Rome. 1927. Dress code : chemise noire. C'est moins salissant. Au 219 via Merulana se dresse un immeuble bourgeois (escalier A pour les gens de condition, escalier B pour le reste) sans charme. Un jour une vieille dame est victime d'un cambriolage par une personne soi-disant missionnée pour vérifier le bon fonctionnement des radiateurs. Grand émoi dans le bâtiment. Plus incroyable encore, peu de temps après, on retrouve la voisine du même pallier atrocement assassinée, presque décapitée, lardée de plusieurs coups de couteau. La police enquête.

Mais là n'est pas le propos. Ceci n'est pas un roman policier, ce n'est pas la matière de l'oeuvre. Et matière il y a. Carlo Emilio Gadda va travailler, tel un potier son argile, la nature même du langage. Il emploi d'abord à sa fantaisie cinq ou six dialectes régionaux italiens (la traduction s'efforce d'en rendre les particularismes, mais c'est assurément plus savoureux dans l'original) et pas l'Italien académique toscan, ce qui exige peut être même plus d'effort pour les italophones. Il balaye toutes les formes langagières. L'argot alterne avec des mots savants, scientifiques - d'un pédantesque Joycien. Rassurez vous cependant, c'est lisible et articulé, vous n'êtes pas en présence d'une mouture transalpine de Finnegans Wake. le texte est parsemé de locutions latines mais aussi de grec ancien incompréhensible du commun des lecteurs, d’archaïsmes, sans oublier quelques assertions en langues européennes. Gadda oralise les mots, il phonétise des parties du discours; comme le fera après lui Raymond Queneau. Il n'est pas avare de néologismes, et a recours, avec bonheur, au pastiche, de Joyce donc, mais aussi de Rabelais et certainement d'autres auteurs, allez-y voir. Il n'oublie pas de ridiculiser allusivement le duce.
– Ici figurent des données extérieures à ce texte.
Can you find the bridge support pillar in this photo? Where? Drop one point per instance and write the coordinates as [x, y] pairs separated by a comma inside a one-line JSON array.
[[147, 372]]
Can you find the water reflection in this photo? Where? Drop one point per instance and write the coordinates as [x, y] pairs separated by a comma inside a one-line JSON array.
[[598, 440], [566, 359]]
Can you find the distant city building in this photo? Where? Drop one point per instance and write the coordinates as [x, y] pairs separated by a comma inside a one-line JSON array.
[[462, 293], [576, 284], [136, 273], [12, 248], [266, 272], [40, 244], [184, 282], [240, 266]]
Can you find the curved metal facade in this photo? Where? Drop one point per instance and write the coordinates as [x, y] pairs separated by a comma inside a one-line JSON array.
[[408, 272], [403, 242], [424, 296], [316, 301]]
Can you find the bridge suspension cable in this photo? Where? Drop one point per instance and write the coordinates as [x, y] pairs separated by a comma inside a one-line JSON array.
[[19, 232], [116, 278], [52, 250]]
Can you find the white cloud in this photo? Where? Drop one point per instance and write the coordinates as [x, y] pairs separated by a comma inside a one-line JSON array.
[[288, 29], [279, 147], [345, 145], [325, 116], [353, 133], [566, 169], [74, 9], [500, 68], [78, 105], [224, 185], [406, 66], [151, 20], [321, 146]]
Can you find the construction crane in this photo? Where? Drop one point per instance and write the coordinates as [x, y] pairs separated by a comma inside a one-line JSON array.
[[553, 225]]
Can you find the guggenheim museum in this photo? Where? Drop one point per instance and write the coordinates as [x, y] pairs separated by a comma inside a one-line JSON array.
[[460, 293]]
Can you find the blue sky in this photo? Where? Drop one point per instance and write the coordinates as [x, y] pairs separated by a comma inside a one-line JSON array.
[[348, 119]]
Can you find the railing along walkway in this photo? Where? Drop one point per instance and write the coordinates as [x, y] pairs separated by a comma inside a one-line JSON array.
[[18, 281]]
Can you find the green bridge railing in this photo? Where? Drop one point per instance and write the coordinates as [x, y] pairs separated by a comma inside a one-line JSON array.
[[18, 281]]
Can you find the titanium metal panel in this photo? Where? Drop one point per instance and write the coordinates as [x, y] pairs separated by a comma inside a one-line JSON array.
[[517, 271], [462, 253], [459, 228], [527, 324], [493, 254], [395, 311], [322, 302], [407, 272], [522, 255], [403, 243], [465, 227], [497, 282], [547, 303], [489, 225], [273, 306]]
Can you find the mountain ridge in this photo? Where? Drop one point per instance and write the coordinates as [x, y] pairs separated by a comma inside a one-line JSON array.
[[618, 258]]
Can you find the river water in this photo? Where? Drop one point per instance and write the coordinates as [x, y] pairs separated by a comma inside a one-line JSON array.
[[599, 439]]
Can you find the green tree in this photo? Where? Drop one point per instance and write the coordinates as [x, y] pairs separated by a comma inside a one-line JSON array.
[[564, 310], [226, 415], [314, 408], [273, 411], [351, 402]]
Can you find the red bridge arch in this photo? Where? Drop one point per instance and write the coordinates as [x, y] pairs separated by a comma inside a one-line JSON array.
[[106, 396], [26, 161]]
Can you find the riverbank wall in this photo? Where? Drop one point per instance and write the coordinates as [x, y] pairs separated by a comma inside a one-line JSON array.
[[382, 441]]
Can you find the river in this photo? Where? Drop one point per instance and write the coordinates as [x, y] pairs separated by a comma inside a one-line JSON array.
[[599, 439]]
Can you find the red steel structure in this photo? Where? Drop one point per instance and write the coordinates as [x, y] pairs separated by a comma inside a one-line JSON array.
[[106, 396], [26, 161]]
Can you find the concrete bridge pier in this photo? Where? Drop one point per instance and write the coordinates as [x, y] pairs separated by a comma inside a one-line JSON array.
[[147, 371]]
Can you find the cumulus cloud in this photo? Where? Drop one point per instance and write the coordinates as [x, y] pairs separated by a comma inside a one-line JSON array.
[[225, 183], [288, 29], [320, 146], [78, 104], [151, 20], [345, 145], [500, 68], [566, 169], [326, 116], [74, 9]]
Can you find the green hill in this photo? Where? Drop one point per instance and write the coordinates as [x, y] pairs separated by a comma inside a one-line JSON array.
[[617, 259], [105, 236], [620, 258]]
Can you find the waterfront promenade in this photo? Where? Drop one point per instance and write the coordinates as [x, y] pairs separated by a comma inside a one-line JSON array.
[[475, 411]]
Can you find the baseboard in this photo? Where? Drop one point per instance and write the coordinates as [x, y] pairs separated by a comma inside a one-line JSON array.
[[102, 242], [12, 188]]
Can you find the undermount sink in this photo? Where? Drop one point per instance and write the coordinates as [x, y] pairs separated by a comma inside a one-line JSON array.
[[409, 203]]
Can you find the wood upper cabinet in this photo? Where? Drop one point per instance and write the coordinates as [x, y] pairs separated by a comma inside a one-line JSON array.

Ce texte est réputé comme un des sommets de la littérature italienne du XXème siècle. C'est une oeuvre baroque et protéiforme. Elle est la manifestation que tout est permis en littérature, hormis la médiocrité. C'était un roman dont j'attendais beaucoup. Il m'a fallu saisir la tournure d'esprit, jouer le jeu. Je penses que c'est une de ces oeuvres qui perd un peu de son sel à la traduction.